Evergreen is now supplying edibles to nine dispensaries in Southern Nevada, two in the Reno area and two more are expected to join them soon, she says.

So far, the reaction has been good, Nelson says, but all comments are considered as the company moves forward. “We’re very big on getting feedback from patients. We’re taking everything into consideration.”

One member of the team is Jamie Lockwood, a production supervisor. What that title means in practice is that Lockwood is a head chef, developing recipes, infusing cannabis into butter and then baking cookies, pastries and other edibles. It’s a job that marries chemistry and cooking skills.

“I did my culinary training at the Cambridge School of Culinary Arts in Boston,” Lockwood says. “I then worked in American- and French-style bakeries learning to make all kinds of pastries. I really enjoy making the most delicious version of each dessert that I can.”

According to Nelson, the recipes start with small test batches, then larger efforts without medicinal cannabis products, with volunteers tasting the products. (Elevate tried one cannabis-free product, a peanut-butter cookie. It was, indeed, delicious.)

Lockwood says they appreciate and depend on feedback from end-users. Again, the focus throughout production is on having a safe, quality medicine that patients can count on for both taste and to be exactly what it promises in terms of content.

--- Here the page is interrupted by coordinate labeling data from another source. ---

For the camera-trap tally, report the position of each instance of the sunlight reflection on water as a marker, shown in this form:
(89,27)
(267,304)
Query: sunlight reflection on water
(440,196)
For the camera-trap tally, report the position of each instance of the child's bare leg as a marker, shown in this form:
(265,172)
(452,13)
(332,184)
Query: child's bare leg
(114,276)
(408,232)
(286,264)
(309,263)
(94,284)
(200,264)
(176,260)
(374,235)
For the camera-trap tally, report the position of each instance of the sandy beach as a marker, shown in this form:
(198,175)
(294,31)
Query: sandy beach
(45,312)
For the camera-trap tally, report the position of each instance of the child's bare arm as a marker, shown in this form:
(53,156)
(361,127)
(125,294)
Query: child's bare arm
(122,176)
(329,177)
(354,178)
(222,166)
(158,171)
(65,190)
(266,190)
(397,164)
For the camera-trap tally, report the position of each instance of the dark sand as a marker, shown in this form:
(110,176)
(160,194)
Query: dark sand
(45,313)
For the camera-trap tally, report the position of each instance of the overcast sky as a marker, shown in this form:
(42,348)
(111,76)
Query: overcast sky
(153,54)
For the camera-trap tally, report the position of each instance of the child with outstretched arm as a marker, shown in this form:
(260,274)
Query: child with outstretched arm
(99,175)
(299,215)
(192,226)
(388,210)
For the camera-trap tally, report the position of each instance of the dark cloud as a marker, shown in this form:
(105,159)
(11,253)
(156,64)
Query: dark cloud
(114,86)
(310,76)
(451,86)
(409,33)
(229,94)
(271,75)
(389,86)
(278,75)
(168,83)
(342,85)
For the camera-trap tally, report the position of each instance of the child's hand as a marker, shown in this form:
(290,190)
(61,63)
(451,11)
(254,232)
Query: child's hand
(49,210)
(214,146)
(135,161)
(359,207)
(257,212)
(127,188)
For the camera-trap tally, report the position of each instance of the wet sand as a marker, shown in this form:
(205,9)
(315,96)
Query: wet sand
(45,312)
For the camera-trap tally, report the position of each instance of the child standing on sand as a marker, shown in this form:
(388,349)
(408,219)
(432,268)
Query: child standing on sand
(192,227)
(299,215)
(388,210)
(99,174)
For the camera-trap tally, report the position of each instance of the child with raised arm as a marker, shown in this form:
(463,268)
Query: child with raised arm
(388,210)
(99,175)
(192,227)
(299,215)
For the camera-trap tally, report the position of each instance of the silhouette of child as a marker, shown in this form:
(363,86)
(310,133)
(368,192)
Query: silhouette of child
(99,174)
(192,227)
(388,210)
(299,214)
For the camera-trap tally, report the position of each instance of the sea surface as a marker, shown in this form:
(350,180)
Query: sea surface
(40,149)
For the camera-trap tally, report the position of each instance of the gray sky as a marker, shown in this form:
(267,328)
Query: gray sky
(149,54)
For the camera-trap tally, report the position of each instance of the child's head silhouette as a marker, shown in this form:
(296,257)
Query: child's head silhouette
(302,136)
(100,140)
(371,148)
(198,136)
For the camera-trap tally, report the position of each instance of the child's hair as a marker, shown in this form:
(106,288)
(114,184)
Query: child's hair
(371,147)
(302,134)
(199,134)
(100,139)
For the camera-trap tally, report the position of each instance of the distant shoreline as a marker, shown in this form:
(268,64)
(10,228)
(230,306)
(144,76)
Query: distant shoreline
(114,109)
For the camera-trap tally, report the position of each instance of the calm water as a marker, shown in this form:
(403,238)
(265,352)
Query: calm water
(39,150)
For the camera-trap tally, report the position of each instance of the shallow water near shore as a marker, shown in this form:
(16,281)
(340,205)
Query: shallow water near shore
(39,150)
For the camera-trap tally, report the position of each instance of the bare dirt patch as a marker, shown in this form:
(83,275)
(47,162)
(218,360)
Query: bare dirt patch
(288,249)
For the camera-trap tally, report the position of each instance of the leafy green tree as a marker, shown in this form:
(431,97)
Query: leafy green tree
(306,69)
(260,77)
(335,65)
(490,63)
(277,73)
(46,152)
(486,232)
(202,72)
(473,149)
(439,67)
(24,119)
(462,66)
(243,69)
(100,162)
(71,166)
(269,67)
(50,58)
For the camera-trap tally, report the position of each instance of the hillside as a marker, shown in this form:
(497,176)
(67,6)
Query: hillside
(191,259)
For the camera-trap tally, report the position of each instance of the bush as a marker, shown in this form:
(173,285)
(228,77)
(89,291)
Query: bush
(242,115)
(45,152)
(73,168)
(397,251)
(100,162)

“The ‘Classix’ line of products is my homemade recipes that have been multiplied into much larger batches using high-quality ingredients,” Lockwood says. “I’m very lucky to be working in such a beautiful and clean facility with top-of-the-line equipment and an amazing team. With every batch going out to a lab for testing, we know the exact THC and CBD content of everything we create. All these factors set us up for success in the kitchen and make sure that we are providing only the highest quality of products for patients.”